The Oxford Murders
- English language cover
- Author: Guillermo Martínez
- Original title: Crímenes imperceptibles
- Translator: Sonia Soto
- Language: Spanish
- Genre: Thriller, Crime fiction
- Publisher: MacAdam/Cage
- Publication date: 2003
- Publication place: Argentina
- Published in English: October 16, 2005
- Media type: Print (Hardback & Paperback)
- Pages: 208 pp. (paperback)
- ISBN: 978-0143037965

= The Oxford Murders (novel) =

2003 novel by Guillermo Martínez

The Oxford Murders (Crímenes imperceptibles; Imperceptible Crimes) is a novel by the Argentine author Guillermo Martínez, first published in 2003. It was translated into English in 2005 by Sonia Soto. The story tells about a professor of logic, who, along with a graduate student, investigates a series of bizarre, mathematically-based murders in Oxford, England.

==Plot introduction==
In this thriller, mathematical symbols are the key to a mysterious sequence of murders. Each new death that occurs is accompanied by a different mathematical shape, starting with a circle.
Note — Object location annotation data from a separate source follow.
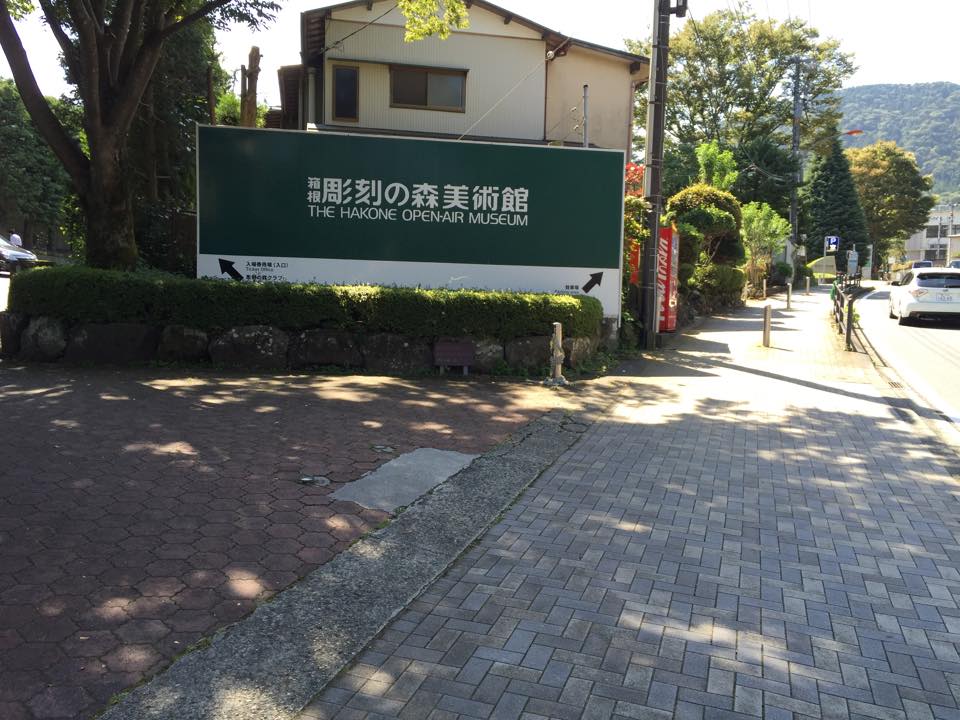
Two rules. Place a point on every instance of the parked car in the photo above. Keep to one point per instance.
(926, 292)
(898, 271)
(13, 258)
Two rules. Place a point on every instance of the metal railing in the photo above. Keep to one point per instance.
(848, 281)
(843, 308)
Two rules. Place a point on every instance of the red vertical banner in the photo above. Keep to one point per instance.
(668, 253)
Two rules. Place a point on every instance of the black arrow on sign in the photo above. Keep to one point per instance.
(595, 279)
(226, 266)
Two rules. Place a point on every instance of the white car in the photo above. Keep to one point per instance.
(925, 292)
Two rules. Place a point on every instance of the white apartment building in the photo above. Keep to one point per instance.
(939, 240)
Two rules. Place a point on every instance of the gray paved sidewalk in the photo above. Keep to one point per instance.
(751, 532)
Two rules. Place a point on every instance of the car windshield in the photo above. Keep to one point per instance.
(939, 280)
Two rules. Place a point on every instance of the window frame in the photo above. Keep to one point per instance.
(427, 70)
(333, 92)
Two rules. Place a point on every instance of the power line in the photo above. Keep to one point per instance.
(505, 96)
(336, 43)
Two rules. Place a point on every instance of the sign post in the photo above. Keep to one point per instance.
(332, 208)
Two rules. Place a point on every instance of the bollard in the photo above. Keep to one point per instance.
(556, 358)
(849, 326)
(767, 320)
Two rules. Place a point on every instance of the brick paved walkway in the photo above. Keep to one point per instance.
(754, 533)
(140, 510)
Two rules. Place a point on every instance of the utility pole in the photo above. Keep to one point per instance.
(586, 137)
(798, 172)
(653, 170)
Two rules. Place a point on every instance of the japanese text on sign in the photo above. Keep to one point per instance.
(365, 199)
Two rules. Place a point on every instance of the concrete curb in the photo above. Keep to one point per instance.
(272, 663)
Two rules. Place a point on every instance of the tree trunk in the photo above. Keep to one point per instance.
(150, 144)
(109, 210)
(248, 93)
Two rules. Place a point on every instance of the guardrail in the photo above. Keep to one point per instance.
(843, 309)
(848, 281)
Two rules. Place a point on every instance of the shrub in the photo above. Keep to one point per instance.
(716, 216)
(81, 294)
(782, 272)
(722, 281)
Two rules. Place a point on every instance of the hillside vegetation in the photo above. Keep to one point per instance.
(922, 118)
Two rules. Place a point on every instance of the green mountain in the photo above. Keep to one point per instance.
(922, 118)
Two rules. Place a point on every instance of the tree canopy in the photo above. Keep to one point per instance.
(32, 183)
(895, 197)
(731, 79)
(111, 50)
(717, 167)
(921, 118)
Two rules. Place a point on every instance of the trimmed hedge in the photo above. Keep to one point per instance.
(86, 295)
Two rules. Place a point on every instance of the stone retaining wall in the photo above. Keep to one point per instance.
(261, 347)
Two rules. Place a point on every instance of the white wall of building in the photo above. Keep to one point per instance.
(919, 246)
(505, 64)
(610, 98)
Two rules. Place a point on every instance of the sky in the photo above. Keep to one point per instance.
(892, 41)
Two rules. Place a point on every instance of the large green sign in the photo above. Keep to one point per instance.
(302, 195)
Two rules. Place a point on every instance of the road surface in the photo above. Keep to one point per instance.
(926, 356)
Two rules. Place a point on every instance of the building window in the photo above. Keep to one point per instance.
(428, 88)
(346, 93)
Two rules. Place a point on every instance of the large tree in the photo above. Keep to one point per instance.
(832, 204)
(767, 171)
(895, 197)
(111, 49)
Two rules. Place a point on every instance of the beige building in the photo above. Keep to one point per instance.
(504, 78)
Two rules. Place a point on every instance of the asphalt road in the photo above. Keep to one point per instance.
(926, 356)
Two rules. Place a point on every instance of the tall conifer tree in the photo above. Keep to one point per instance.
(833, 206)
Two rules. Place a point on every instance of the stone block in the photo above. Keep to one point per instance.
(578, 350)
(12, 326)
(396, 354)
(112, 343)
(45, 339)
(489, 355)
(179, 343)
(529, 353)
(325, 347)
(258, 347)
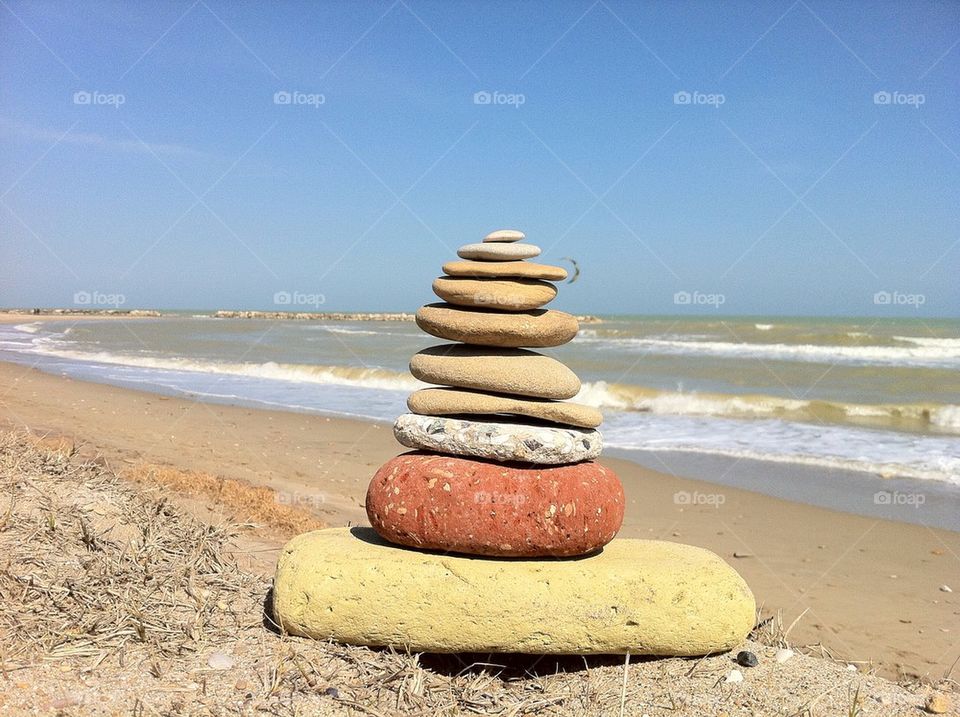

This pure mathematical form heralds the death of Mrs Eagleton, the landlady of a young Argentine mathematician who narrates the story. It appears that the serial killer can be stopped only if somebody can decode the next symbol in the sequence. The mathematics graduate is joined by the leading Oxford logician Arthur Seldom on the quest to solve the cryptic clues.
The book explains how difficult it can be to solve mathematics in a cryptic form.

==Selected editions==
- Abacus (2005). ISBN 0-349-11721-7. Paperback, English.
- MacAdam/Cage Publishing (2005). ISBN 1-59692-150-1. Hardback, English.

==See also==
- The Oxford Murders, a 2007 film adaptation directed by Álex de la Iglesia, starring Elijah Wood and John Hurt.